School staff invited to think about training to become teachers

Staff working in the council's schools are being invited to express interest in becoming a teacher.

Shetland Islands school staff invited to think about training to become teachers iStock

Shetland Islands Council (SIC) is looking within to help tackle a lack of teachers.

The council is inviting expressions of interest from staff working in its schools who may be interested in becoming a teacher.

A spokesperson said this could either be in the primary or secondary sector for specific subject areas.

“This offer is one strand of the ways we are tackling the workforce issues we have and the lack of teachers here in Shetland to appoint to teaching posts,” they added.

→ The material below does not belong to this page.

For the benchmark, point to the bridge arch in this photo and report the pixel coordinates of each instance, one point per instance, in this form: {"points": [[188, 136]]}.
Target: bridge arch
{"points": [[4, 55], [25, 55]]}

The lack of teachers in specialist areas like technical was raised at a meeting of the full council on Wednesday.

Lerwick South councillor Dennis Leask suggested some parents might move their children to larger schools, like the Anderson, where there may be more specialist teachers.

Children’s services director Helen Budge said technical teaching was a “big issue” for the SIC, while home economics has proved a problem too.

She said there were gaps across the whole school estate in subjects such as these, and not just in certain schools.

“That is a broader workforce issue for us that we are trying to begin to help fix by asking staff for expressions of interest to train with us to maintain our teachers in our schools,” Budge said.

Late last year councillors were also told about a lack of PE and music teachers in Shetland.

There are a number of job adverts currently active for positions within schools in Shetland, including four at Sandwick Junior High School and three at Lerwick’s Anderson High School.

Applications are also invited to join the council’s relief bank of teaching to provide support in schools across Shetland.

Members of the relief bank would be contacted on an ‘as and when required’ basis to provide cover, such as when there is staff absence.

Meanwhile the SIC recently issued a warning about its workforce challenge ahead of the 2024/25 budget setting process.

This boils down to not having enough staff to run services as they are.

The council said it had around 200 full-time equivalent (FTE) vacancies across the organisation, while the existing workforce is ageing too.

Council leader Emma Macdonald said at the time that the situation with vacancies was getting worse, adding: “We simply can’t keep trying and failing to deliver the same services with fewer staff.”